Merge pull request from GHSA-77vh-xpmg-72qh

vbatts · web-flow · commit 0126d30a9024 · 2021-11-17T13:12:56.000-05:00
Advisory fix 2
diff --git a/image-index.md b/image-index.md
@@ -17,8 +17,9 @@ For the media type(s) that this document is compatible with, see the [matrix][ma
 
 - **`mediaType`** *string*
 
-  This property is *reserved* for use, to [maintain compatibility][matrix].
-  When used, this field contains the media type of this document, which differs from the [descriptor](descriptor.md#properties) use of `mediaType`.
+  This property SHOULD be used and [remain compatible][matrix] with earlier versions of this specification and with other similar external formats.
+  When used, this field MUST contain the media type `application/vnd.oci.image.index.v1+json`.
+  This field usage differs from the [descriptor](descriptor.md#properties) use of `mediaType`.
 
 - **`manifests`** *array of objects*
 
diff --git a/manifest.md b/manifest.md
@@ -22,8 +22,9 @@ Unlike the [image index](image-index.md), which contains information about a set
 
 - **`mediaType`** *string*
 
-  This property is *reserved* for use, to [maintain compatibility](media-types.md#compatibility-matrix).
-  When used, this field contains the media type of this document, which differs from the [descriptor](descriptor.md#properties) use of `mediaType`.

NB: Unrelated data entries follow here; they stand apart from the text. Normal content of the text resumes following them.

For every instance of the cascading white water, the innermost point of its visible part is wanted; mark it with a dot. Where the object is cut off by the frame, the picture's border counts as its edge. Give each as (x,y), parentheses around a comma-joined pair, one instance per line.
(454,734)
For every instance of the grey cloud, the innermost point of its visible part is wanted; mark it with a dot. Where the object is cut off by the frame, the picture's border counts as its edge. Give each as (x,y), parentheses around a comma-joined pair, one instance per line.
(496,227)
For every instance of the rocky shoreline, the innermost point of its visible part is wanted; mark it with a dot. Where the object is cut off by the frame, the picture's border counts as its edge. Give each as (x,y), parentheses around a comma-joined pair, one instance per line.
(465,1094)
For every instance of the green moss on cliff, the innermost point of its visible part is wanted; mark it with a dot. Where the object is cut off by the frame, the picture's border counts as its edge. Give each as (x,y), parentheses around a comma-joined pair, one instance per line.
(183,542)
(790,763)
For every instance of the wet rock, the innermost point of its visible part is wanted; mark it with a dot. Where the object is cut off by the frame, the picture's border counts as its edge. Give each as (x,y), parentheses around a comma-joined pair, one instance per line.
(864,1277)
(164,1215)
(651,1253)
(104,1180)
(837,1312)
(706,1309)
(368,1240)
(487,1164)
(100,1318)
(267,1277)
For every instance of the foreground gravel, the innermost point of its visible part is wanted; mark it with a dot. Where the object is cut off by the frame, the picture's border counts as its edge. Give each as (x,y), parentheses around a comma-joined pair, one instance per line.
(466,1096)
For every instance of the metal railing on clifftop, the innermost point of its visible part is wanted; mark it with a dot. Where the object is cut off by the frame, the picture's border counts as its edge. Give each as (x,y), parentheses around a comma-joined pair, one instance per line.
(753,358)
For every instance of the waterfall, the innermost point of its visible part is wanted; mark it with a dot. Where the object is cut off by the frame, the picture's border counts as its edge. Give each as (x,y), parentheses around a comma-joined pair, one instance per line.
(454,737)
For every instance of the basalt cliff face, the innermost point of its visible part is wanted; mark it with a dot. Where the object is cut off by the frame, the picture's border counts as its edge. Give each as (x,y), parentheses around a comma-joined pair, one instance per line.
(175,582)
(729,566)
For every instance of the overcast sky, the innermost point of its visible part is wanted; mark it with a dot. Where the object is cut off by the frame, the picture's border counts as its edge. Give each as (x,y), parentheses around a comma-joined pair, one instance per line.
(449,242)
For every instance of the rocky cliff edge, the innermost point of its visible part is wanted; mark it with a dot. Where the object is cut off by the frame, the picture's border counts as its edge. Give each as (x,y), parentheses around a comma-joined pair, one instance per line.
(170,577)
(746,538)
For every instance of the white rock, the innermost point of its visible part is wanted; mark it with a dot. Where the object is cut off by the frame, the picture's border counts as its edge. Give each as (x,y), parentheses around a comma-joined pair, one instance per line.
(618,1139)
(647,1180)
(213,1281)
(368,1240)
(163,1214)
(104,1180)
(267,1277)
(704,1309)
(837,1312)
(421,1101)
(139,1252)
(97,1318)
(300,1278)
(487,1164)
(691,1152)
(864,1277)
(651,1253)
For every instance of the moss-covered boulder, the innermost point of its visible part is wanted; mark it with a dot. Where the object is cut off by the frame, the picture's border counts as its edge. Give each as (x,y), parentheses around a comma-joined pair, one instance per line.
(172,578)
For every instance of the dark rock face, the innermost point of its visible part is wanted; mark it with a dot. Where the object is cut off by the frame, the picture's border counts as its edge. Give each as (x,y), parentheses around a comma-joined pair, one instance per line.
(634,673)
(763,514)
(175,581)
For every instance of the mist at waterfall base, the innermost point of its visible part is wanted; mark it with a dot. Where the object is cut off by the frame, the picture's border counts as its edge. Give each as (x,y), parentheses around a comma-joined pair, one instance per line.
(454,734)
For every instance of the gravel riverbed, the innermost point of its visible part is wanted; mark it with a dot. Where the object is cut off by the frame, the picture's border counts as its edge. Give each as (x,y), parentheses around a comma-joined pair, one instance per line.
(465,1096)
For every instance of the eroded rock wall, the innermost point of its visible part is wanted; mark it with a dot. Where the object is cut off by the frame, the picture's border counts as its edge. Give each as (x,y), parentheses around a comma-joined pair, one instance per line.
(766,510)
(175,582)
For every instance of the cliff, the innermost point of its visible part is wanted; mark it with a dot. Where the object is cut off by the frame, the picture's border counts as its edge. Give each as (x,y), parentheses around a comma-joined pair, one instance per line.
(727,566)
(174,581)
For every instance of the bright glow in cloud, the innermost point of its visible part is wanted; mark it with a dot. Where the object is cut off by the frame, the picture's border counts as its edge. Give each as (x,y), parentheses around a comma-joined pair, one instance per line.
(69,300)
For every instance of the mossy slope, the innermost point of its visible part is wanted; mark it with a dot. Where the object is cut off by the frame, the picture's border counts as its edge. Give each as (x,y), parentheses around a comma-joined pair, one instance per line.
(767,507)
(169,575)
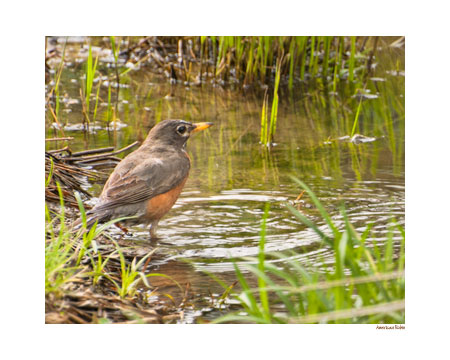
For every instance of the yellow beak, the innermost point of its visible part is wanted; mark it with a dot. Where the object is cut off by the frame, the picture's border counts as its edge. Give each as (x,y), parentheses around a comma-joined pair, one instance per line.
(201,126)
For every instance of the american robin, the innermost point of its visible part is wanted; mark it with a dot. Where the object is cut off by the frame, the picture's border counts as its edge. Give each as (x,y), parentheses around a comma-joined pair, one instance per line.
(147,182)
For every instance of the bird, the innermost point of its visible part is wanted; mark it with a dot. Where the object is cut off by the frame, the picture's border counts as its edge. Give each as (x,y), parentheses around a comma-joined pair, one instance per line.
(146,183)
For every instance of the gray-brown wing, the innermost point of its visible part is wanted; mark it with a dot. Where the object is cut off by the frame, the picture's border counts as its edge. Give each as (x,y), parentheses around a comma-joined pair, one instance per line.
(130,184)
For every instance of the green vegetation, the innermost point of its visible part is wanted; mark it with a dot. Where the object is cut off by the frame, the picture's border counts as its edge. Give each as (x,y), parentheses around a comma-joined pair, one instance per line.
(365,284)
(316,93)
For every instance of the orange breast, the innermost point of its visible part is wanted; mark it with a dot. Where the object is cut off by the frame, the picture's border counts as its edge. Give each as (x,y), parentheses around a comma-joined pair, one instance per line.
(159,205)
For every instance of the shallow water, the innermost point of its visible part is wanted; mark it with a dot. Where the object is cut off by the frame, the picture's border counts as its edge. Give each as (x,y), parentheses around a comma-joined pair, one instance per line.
(218,215)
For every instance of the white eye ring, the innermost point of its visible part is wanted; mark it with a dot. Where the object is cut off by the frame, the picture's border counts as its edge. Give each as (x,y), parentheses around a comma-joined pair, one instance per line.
(181,129)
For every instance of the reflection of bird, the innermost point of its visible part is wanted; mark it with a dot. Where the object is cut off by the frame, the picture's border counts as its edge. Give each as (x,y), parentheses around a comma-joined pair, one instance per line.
(148,181)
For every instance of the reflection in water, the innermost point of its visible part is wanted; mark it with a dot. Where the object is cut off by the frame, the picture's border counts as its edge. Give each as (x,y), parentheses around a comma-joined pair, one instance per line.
(218,215)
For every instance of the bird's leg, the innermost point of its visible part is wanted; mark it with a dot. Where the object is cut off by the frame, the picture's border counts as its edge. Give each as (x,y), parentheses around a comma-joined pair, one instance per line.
(124,229)
(153,227)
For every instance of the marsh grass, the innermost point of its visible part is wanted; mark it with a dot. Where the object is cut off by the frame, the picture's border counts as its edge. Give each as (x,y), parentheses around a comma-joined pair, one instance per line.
(366,284)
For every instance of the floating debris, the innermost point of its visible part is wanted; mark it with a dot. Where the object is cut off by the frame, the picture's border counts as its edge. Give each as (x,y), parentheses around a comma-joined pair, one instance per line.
(357,139)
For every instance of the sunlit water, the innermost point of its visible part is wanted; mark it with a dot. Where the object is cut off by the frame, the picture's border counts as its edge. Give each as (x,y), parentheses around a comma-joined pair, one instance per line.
(218,215)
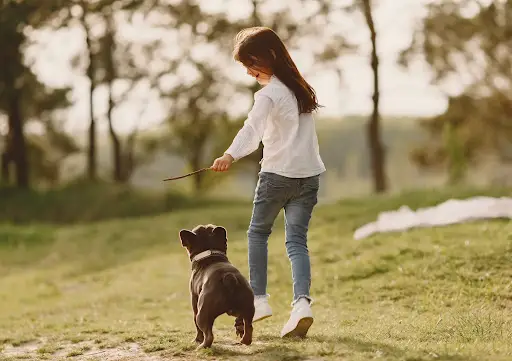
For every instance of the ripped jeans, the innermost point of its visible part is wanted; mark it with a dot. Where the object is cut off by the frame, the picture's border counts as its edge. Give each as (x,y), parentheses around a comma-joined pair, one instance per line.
(298,197)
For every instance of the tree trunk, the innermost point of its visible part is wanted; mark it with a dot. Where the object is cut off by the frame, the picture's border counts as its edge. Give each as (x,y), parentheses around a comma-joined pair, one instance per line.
(17,148)
(6,163)
(110,78)
(91,152)
(374,136)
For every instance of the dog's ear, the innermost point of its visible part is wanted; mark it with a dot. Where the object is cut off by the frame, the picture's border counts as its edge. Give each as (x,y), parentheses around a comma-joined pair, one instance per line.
(186,237)
(220,232)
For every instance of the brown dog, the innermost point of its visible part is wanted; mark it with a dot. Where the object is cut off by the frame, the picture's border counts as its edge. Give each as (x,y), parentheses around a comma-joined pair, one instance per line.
(216,286)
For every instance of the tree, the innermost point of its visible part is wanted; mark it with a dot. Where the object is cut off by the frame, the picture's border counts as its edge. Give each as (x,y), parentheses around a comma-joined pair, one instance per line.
(18,84)
(470,41)
(374,132)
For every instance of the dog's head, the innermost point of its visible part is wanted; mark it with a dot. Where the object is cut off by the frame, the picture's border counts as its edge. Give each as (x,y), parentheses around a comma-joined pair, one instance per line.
(204,238)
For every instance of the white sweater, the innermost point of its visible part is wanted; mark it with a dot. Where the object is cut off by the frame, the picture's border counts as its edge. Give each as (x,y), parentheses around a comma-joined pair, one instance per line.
(290,143)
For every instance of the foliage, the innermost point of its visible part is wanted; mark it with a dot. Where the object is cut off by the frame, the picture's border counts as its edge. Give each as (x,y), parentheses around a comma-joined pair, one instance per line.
(23,98)
(470,41)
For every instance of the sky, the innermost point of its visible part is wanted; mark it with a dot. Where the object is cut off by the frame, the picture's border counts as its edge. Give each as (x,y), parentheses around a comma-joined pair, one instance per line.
(404,92)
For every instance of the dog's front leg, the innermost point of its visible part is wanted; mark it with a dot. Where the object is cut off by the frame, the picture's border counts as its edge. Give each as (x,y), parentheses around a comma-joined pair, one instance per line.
(200,336)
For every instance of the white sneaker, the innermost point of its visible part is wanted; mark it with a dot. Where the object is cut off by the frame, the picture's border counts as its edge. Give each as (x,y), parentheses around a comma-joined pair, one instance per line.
(300,320)
(262,308)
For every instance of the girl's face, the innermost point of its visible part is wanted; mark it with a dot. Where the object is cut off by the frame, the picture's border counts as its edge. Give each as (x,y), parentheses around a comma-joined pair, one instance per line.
(262,76)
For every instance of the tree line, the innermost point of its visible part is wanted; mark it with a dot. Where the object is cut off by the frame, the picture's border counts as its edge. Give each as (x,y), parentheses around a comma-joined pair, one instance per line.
(198,121)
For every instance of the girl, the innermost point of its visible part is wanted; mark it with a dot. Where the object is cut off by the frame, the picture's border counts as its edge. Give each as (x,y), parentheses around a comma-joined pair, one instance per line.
(289,178)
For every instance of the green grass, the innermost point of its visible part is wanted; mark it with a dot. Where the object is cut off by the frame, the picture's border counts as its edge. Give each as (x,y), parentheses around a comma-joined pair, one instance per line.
(120,288)
(83,202)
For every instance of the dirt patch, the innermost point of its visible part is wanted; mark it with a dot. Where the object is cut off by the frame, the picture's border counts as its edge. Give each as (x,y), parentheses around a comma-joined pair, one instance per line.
(82,351)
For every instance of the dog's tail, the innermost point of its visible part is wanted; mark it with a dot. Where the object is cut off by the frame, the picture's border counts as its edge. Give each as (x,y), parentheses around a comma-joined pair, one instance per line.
(229,281)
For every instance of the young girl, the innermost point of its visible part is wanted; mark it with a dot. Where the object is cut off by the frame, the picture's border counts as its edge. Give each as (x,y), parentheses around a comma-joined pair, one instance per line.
(289,178)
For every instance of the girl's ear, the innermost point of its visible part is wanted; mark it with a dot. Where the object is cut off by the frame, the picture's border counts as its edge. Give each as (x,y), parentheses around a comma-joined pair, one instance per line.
(186,237)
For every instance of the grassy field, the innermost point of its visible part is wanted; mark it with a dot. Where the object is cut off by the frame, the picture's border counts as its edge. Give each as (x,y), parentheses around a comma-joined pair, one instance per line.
(118,289)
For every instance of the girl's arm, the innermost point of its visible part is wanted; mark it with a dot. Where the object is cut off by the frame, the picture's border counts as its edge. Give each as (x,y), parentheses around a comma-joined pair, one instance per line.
(249,137)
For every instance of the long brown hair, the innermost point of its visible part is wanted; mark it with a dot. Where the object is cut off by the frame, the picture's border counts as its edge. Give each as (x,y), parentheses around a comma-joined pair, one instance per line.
(261,48)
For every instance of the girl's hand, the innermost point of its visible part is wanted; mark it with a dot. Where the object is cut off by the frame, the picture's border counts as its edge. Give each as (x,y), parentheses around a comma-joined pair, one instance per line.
(223,163)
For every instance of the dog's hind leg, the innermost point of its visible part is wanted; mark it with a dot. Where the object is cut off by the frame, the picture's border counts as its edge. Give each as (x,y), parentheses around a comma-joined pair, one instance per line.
(239,326)
(205,324)
(199,336)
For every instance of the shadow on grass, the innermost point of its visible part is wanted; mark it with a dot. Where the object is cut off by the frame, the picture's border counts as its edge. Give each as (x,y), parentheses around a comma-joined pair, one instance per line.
(324,347)
(83,202)
(369,347)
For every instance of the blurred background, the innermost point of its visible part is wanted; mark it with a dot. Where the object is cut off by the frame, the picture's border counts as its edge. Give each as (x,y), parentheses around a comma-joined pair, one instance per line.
(102,99)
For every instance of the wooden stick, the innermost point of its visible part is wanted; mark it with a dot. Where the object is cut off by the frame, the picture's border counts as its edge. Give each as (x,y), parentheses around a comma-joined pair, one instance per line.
(187,175)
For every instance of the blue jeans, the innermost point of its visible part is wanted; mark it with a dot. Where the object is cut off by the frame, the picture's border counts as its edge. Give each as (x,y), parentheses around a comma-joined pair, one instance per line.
(298,197)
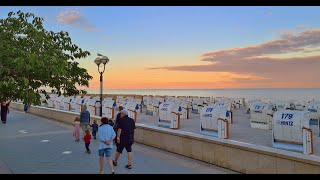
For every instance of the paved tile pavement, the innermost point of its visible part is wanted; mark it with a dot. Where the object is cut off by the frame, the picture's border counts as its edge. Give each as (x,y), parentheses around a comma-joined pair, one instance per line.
(35,145)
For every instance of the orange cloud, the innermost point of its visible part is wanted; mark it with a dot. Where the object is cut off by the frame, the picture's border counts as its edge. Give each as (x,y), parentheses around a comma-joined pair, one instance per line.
(291,71)
(74,18)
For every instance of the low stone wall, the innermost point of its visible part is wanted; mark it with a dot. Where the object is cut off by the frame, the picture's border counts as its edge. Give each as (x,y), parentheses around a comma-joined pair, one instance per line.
(238,156)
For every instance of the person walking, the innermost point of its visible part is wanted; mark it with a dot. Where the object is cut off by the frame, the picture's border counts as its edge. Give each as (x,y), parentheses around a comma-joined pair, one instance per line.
(4,111)
(125,137)
(106,135)
(84,119)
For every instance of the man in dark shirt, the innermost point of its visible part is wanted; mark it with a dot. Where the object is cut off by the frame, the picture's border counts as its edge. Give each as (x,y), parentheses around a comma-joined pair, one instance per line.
(125,137)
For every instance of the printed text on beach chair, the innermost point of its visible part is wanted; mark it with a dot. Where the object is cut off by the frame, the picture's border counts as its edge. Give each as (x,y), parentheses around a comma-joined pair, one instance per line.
(132,109)
(213,121)
(261,115)
(291,131)
(169,115)
(314,108)
(197,104)
(93,106)
(108,109)
(76,104)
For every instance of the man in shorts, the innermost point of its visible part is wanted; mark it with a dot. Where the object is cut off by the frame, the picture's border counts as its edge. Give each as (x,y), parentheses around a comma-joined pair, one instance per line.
(106,135)
(125,137)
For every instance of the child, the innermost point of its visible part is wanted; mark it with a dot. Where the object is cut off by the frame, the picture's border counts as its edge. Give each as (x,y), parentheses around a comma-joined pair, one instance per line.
(94,129)
(76,130)
(86,139)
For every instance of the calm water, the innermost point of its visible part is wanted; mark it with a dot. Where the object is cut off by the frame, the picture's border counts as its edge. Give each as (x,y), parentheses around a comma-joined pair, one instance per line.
(263,94)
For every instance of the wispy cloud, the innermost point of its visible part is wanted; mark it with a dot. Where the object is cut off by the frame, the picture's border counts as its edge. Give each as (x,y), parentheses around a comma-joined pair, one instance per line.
(259,60)
(74,18)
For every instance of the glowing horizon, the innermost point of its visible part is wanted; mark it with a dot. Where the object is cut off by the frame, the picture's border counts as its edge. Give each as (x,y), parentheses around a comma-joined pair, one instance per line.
(193,47)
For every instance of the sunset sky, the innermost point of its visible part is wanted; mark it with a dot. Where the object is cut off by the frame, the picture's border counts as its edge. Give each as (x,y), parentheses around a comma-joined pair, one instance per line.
(154,47)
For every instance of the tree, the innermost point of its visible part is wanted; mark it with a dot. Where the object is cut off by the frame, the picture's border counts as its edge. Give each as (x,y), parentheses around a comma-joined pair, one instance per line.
(33,59)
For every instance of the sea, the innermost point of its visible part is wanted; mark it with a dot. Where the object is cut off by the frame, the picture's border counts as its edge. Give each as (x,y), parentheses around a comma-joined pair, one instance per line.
(265,94)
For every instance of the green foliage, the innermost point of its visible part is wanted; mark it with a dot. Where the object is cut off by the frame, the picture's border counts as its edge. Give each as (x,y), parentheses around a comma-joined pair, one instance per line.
(32,58)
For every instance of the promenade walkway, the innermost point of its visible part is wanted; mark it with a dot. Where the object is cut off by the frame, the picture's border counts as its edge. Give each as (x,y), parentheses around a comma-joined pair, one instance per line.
(35,145)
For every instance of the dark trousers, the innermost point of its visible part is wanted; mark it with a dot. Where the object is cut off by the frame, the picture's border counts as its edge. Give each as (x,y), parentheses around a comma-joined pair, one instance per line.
(4,116)
(87,146)
(94,134)
(26,106)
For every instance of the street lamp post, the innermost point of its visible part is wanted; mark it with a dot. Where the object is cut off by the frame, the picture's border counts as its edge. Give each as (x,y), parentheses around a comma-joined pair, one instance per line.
(101,61)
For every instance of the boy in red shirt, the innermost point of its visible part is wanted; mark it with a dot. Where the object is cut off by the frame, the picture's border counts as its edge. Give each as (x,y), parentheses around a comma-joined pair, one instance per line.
(87,139)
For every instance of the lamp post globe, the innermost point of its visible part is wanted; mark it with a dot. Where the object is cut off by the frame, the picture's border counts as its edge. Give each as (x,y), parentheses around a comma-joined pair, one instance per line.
(101,60)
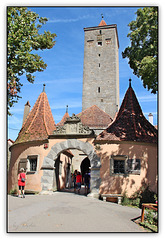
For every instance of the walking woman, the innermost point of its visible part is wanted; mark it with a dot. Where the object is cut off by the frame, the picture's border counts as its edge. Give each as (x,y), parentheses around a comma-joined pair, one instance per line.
(78,181)
(21,183)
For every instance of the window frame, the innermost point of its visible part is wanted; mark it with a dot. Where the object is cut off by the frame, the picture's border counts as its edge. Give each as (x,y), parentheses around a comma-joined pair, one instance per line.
(132,170)
(129,168)
(21,163)
(120,158)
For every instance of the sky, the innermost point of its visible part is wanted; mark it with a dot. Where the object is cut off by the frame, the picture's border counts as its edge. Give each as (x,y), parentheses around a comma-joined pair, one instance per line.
(64,74)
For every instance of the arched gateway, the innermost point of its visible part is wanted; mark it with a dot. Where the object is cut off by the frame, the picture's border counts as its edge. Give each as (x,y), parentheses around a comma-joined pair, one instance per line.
(48,181)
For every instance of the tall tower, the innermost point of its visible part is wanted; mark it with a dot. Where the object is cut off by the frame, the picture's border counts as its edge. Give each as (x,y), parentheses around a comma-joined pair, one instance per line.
(101,68)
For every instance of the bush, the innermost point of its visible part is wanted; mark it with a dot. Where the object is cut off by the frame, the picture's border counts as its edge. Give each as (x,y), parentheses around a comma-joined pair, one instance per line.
(143,195)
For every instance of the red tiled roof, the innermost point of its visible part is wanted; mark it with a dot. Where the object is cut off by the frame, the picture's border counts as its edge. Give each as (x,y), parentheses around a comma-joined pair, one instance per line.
(94,117)
(39,122)
(130,123)
(61,123)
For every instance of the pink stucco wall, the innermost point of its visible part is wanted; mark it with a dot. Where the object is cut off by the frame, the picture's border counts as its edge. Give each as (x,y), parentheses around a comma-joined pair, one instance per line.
(128,183)
(109,184)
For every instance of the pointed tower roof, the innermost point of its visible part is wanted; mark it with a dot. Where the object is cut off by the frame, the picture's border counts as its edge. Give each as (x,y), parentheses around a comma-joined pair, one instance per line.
(130,123)
(94,117)
(102,23)
(39,122)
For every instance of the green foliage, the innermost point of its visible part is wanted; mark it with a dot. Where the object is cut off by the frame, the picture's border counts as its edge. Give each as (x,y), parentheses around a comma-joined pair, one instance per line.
(23,38)
(143,195)
(143,52)
(150,220)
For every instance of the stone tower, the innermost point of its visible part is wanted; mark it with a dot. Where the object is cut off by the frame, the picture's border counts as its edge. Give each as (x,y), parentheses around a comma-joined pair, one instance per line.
(101,68)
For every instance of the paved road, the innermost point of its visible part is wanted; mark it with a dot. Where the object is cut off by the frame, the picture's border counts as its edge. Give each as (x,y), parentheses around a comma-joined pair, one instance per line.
(69,212)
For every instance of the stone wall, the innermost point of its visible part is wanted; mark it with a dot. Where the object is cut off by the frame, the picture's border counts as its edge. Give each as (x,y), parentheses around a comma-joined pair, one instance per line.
(101,70)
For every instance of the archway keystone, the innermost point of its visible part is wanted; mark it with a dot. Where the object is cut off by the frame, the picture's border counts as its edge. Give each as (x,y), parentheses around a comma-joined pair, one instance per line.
(48,177)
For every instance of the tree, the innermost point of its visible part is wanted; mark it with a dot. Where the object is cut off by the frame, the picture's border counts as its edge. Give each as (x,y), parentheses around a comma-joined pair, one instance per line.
(23,38)
(143,52)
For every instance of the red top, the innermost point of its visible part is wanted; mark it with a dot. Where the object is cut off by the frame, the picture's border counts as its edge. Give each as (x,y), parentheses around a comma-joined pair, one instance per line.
(78,178)
(21,175)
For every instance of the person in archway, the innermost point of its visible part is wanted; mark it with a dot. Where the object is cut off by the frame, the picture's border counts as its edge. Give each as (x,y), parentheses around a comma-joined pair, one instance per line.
(74,179)
(78,181)
(87,182)
(21,183)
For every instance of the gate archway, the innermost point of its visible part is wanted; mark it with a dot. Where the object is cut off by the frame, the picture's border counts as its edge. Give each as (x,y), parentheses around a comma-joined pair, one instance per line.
(48,178)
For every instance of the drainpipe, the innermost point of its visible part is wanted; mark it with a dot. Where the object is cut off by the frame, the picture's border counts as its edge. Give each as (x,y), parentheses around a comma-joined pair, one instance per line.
(26,111)
(150,117)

+  This property SHOULD be used and [remain compatible](media-types.md#compatibility-matrix) with earlier versions of this specification and with other similar external formats.
+  When used, this field MUST contain the media type `application/vnd.oci.image.manifest.v1+json`.
+  This field usage differs from the [descriptor](descriptor.md#properties) use of `mediaType`.
 
 - **`config`** *[descriptor](descriptor.md)*
 
diff --git a/specs-go/v1/index.go b/specs-go/v1/index.go
@@ -21,6 +21,9 @@ import "github.com/opencontainers/image-spec/specs-go"
 type Index struct {
 	specs.Versioned
 
+	// MediaType specificies the type of this document data structure e.g. `application/vnd.oci.image.index.v1+json`
+	MediaType string `json:"mediaType,omitempty"`
+
 	// Manifests references platform specific manifests.
 	Manifests []Descriptor `json:"manifests"`
 
diff --git a/specs-go/v1/manifest.go b/specs-go/v1/manifest.go
@@ -20,6 +20,9 @@ import "github.com/opencontainers/image-spec/specs-go"
 type Manifest struct {
 	specs.Versioned
 
+	// MediaType specificies the type of this document data structure e.g. `application/vnd.oci.image.manifest.v1+json`
+	MediaType string `json:"mediaType,omitempty"`
+
 	// Config references a configuration object for a container, by digest.
 	// The referenced configuration object is a JSON blob that the runtime uses to set up the container.
 	Config Descriptor `json:"config"`
diff --git a/specs-go/version.go b/specs-go/version.go
@@ -22,10 +22,10 @@ const (
 	// VersionMinor is for functionality in a backwards-compatible manner
 	VersionMinor = 0
 	// VersionPatch is for backwards-compatible bug fixes
-	VersionPatch = 1
+	VersionPatch = 2
 
 	// VersionDev indicates development branch. Releases will be empty string.
-	VersionDev = ""
+	VersionDev = "-dev"
 )
 
 // Version is the specification version that the package types support.